Ces dérogations continuent encore sous une forme atténuée, si je ne m’abuse.

La lecture des pages 175 et 176, avec le compte-rendu de la rencontre du 13 mars 1964 entre le Général et le nouveau Président Ben Bella en est une des illustrations.

  1. Réconciliation ou relation internationale entre deux Etats ? Je vous avouerai que je n’ai jamais compris la politique française après l’indépendance de l’Algérie. Les Algériens avaient choisi leur destin. Rapidement, le régime algérien fut celui d’une dictature du FLN.

Pourquoi De Gaulle n’a-t-il pas choisi le type de relations internationales qui était celui de la France avec l’URSS ou la Chine ? Sauf à dire que son objectif numéro 1 avait toujours été celui de la préservation, le plus longtemps possible des sites nucléaires du Sahara, en fermant les yeux sur le ratage complet de la mise en application des Accords d’Evian ?

Je me suis déjà exprimé à de multiples reprises sur un tel sujet, en affirmant que je n’ai jamais vu pourquoi nous, anciens soldats appelés, pas plus que les citoyens français, nous devrions faire repentance.

  1. La cinquième est celle de l’imbroglio dans lequel était plongée une armée française en pleine crise, avec, à Alger, la question du qui était qui ou quoi, entre les « loyalistes », les révoltés, ceux de l’OAS, et ceux qui ne savaient plus quoi penser, avec le souci du général d’y mettre fin le plus vite possible, sauf nouvelle crise nationale majeure à venir, c’est à dire en clair : il fallait « dégager » au  plus vite !

Comme la plupart de mes collègues, nous étions favorables à une évolution politique majeure de l’Algérie, mais pas à celle qui s’est produite sous la conduite d’un FLN venu de l’étranger, avec son armée des frontières, incapable de faire régner la paix civile dans ce territoire, et de respecter les Accords d’Evian, sans que notre pays ait fait ce qu’il fallait pour l’obliger à le faire.
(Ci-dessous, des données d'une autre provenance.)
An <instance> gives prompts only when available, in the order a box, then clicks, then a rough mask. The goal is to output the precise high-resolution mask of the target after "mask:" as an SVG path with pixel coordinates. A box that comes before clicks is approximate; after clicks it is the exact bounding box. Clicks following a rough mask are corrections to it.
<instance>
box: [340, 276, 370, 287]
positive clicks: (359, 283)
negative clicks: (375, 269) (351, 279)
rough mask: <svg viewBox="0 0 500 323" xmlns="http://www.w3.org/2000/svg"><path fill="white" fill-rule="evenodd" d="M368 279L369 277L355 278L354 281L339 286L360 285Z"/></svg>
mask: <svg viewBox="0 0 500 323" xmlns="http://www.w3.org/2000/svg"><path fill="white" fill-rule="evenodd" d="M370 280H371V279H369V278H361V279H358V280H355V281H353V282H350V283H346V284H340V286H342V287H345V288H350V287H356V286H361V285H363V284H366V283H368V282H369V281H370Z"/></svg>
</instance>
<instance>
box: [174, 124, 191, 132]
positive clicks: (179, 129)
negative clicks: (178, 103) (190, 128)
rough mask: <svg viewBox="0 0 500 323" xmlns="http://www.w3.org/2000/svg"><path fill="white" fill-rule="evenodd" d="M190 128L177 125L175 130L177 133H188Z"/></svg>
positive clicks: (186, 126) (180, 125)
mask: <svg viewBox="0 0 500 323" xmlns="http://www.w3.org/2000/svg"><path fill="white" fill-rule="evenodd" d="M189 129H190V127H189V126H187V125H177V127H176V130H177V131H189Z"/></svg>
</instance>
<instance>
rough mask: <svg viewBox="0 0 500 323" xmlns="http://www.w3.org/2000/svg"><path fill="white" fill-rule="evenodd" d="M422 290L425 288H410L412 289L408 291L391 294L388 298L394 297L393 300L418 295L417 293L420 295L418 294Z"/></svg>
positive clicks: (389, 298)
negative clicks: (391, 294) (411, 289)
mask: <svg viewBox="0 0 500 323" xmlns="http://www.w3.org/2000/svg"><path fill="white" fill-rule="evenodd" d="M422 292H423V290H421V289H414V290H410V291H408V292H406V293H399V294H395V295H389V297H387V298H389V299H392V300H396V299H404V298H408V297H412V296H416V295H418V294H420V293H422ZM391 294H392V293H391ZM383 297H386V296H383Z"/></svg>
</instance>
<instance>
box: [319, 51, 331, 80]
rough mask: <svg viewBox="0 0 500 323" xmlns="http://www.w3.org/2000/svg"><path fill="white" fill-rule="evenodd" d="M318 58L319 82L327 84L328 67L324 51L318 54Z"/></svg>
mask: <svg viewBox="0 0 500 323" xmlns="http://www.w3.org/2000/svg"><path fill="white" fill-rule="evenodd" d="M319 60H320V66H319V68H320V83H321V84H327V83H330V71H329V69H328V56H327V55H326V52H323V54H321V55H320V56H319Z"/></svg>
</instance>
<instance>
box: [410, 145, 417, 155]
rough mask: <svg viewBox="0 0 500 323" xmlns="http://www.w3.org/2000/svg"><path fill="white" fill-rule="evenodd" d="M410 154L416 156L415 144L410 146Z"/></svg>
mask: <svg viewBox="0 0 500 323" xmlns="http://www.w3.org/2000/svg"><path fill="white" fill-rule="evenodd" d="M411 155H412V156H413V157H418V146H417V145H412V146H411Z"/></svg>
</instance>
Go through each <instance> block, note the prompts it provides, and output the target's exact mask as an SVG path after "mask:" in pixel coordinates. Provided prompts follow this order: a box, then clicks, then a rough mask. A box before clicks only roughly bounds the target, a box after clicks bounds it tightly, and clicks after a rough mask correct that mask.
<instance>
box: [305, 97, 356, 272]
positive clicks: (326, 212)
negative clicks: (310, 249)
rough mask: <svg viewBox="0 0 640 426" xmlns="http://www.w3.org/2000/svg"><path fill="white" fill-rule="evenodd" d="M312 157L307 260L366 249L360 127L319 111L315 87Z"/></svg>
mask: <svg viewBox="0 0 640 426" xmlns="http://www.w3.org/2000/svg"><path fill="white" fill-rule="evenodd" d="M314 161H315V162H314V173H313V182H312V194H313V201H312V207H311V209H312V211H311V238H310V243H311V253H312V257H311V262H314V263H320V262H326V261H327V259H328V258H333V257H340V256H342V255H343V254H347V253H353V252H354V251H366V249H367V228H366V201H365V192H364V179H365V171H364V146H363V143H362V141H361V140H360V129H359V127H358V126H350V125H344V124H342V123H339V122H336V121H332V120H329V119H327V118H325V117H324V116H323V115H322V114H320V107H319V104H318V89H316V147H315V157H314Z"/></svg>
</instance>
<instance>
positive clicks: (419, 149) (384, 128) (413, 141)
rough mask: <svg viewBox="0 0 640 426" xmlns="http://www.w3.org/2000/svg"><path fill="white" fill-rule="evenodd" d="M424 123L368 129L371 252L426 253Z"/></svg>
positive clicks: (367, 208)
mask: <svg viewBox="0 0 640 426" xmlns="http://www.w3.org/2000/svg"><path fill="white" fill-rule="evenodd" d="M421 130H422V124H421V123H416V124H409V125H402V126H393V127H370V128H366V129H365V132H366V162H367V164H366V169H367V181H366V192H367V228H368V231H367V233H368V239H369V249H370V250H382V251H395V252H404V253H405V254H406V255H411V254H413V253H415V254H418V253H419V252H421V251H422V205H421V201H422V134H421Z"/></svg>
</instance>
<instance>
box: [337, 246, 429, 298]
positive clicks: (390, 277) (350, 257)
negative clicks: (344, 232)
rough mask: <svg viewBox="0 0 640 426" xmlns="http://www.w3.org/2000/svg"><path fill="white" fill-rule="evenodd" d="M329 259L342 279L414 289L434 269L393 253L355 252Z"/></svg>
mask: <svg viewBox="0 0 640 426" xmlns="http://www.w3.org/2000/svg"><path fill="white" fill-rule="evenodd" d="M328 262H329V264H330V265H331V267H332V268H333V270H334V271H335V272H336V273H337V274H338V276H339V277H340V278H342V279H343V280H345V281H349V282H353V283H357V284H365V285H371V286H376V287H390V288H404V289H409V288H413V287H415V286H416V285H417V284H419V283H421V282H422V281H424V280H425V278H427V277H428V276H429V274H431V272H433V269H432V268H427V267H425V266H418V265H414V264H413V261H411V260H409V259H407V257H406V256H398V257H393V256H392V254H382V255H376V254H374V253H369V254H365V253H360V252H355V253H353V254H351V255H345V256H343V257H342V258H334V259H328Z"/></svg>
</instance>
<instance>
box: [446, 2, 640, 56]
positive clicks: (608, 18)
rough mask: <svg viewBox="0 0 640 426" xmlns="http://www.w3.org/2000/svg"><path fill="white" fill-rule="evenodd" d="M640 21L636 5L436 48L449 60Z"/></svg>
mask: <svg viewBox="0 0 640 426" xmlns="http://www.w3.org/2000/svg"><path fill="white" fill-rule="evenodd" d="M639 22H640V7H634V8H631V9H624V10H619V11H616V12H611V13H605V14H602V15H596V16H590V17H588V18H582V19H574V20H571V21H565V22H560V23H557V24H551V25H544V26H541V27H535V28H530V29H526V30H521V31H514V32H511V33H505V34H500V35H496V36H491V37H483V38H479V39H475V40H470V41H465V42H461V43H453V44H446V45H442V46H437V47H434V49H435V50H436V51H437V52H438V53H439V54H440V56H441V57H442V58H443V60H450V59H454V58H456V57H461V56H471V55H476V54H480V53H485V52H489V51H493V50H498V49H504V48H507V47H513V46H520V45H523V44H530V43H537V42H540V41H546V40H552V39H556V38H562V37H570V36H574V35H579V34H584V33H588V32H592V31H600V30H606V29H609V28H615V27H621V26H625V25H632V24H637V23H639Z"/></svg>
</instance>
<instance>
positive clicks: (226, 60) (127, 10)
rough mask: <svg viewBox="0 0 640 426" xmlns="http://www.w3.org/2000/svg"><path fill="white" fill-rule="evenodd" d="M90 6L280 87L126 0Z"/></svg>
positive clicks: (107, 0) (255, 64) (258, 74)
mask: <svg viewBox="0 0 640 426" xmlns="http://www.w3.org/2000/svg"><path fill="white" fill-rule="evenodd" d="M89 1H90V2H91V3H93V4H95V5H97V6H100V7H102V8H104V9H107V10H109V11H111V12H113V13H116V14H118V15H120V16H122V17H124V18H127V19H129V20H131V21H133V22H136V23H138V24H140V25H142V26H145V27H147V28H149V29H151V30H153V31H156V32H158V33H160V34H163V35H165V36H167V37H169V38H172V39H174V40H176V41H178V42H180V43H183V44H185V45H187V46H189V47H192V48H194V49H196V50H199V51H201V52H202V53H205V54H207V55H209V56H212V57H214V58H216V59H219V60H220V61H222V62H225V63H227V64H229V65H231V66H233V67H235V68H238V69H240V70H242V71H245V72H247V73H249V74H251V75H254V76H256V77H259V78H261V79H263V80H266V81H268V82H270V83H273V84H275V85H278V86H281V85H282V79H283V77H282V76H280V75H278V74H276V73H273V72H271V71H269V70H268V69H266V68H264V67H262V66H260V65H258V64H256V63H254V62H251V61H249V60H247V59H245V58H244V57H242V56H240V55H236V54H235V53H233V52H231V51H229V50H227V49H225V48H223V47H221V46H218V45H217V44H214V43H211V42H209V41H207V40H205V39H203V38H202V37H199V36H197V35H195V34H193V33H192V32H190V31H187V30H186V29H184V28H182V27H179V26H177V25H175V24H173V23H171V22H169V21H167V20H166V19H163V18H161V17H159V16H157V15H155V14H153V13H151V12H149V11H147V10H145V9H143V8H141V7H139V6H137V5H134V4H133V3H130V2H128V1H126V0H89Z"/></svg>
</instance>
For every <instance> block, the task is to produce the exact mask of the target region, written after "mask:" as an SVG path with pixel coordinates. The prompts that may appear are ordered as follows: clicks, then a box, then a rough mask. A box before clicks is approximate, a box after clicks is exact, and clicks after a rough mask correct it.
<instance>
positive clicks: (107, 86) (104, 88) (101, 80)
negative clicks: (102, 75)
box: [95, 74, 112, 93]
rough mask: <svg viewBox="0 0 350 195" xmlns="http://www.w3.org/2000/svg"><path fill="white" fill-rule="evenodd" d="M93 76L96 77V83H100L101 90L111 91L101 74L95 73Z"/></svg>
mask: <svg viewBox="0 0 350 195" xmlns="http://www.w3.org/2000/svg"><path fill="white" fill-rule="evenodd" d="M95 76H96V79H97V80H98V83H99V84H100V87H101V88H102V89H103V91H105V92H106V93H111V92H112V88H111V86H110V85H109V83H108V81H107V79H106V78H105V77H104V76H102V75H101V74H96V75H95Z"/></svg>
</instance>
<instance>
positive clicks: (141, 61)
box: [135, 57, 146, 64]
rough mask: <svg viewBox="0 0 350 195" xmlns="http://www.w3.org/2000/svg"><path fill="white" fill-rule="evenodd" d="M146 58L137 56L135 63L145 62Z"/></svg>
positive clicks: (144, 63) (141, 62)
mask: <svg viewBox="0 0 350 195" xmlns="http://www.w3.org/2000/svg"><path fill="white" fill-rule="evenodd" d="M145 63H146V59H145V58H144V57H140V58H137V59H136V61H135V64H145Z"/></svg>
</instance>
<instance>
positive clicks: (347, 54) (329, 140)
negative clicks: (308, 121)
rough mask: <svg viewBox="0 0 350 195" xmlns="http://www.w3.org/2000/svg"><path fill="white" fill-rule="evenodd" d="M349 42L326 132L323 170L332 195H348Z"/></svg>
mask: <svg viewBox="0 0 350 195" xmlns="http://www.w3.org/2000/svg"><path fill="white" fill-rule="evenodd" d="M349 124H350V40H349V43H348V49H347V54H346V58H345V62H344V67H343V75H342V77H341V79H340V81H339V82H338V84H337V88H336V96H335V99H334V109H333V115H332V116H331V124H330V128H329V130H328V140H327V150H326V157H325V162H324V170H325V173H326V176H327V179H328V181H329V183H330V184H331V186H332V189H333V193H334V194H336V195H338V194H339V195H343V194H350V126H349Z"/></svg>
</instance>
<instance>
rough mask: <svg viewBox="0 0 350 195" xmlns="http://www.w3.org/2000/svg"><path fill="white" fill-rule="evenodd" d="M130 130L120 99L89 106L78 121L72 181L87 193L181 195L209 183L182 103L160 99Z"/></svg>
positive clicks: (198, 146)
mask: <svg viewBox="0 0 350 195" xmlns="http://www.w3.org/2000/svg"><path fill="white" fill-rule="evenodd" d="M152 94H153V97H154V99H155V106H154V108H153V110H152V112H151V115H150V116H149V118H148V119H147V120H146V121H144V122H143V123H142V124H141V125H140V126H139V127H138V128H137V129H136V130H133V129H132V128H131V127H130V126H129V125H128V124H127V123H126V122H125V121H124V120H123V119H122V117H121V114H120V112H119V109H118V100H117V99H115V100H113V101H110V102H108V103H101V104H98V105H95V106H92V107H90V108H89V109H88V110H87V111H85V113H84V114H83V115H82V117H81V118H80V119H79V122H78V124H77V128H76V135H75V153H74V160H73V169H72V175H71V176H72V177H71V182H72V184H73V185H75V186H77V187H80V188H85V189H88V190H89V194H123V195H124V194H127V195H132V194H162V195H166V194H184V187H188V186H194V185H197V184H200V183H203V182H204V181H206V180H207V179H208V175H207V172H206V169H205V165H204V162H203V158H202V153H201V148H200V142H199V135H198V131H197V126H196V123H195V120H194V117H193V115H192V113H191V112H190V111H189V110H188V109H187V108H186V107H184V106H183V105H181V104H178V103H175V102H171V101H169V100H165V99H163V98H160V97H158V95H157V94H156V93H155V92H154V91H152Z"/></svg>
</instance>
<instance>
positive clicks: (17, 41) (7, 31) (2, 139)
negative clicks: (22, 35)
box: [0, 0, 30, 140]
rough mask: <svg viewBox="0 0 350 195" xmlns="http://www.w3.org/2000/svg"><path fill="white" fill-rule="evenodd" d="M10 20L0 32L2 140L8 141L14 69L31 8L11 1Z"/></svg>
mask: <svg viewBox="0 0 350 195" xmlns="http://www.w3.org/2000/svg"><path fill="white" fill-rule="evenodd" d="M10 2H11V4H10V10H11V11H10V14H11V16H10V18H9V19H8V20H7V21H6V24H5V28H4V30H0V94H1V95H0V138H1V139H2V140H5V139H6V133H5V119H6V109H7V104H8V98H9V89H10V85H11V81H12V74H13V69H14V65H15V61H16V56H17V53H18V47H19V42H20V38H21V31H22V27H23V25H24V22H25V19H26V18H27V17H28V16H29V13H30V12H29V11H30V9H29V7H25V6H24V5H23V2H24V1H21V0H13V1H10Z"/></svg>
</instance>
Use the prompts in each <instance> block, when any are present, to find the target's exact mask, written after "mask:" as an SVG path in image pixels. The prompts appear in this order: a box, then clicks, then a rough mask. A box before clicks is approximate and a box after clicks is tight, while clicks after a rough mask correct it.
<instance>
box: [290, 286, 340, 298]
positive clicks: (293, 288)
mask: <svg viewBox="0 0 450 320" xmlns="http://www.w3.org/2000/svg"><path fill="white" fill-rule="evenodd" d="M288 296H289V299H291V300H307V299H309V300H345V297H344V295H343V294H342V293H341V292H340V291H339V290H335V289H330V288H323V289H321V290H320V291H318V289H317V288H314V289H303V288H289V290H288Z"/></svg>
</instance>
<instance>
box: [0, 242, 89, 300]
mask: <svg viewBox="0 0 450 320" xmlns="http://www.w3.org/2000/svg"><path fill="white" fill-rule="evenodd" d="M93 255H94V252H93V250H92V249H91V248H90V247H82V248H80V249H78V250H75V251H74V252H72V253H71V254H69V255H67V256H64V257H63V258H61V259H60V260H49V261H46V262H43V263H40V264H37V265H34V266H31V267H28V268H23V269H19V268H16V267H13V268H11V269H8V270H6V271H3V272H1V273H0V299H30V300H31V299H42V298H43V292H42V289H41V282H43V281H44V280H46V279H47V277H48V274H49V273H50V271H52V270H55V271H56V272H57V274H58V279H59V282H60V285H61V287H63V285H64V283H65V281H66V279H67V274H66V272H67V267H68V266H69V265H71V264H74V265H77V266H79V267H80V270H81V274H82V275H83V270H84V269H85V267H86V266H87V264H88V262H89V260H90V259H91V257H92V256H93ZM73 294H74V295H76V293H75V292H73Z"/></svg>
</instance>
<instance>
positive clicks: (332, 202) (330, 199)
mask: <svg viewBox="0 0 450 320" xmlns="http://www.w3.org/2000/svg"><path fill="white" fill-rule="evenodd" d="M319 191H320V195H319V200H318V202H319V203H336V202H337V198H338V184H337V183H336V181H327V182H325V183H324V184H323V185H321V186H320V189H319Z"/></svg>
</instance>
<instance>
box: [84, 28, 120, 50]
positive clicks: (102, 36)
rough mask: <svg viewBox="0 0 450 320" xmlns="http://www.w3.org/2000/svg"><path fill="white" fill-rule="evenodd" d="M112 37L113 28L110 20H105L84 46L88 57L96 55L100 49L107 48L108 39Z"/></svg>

6 – Plus de cinquante ans après ces accords, j’ai eu la mauvaise curiosité d’aller consulter dans les Archives militaires de Vincennes les Journaux de Marches et d’Opérations du 28ème Bataillon de Chasseurs Alpins qui ont suivi mon retour en France, dans les années 1961 et 1962, et je vous avouerai que leur lecture m’a démoralisé.

      Une armée française qui avait ramené la paix civile dans cette région de la Petite Kabylie, à laquelle on donne l’ordre de se replier successivement vers la côte pour s’y embarquer, laquelle exécute loyalement les accords diplomatiques en question, sans que le gouvernement gaulliste fasse ce qu’il fallait pour obliger le FLN à les appliquer. Au fur et à mesure du retrait, le FLN n’avait qu’à lever le petit doigt pour inciter les soldats français d’origine musulmane encore en service dans les postes militaires à se soulever et à les faire tomber aux mains du FLN, les uns après les autres.

          La vallée de la Soummam, comme beaucoup d’autres régions d’Algérie, fut alors un lieu de tortures et de massacres des harkis et des moghaznis qui avaient rejoint l’armée française après 1954, jusqu’en 1962.

        Le rapport du sous-préfet d’Akbou Robert en a récapitulé à l’époque une partie dans la vallée de la Soummam.

       L’armée française a obéi au gouvernement du Général et donc appliqué les accords d’Evian, ce qui n’a pas été le cas du FLN.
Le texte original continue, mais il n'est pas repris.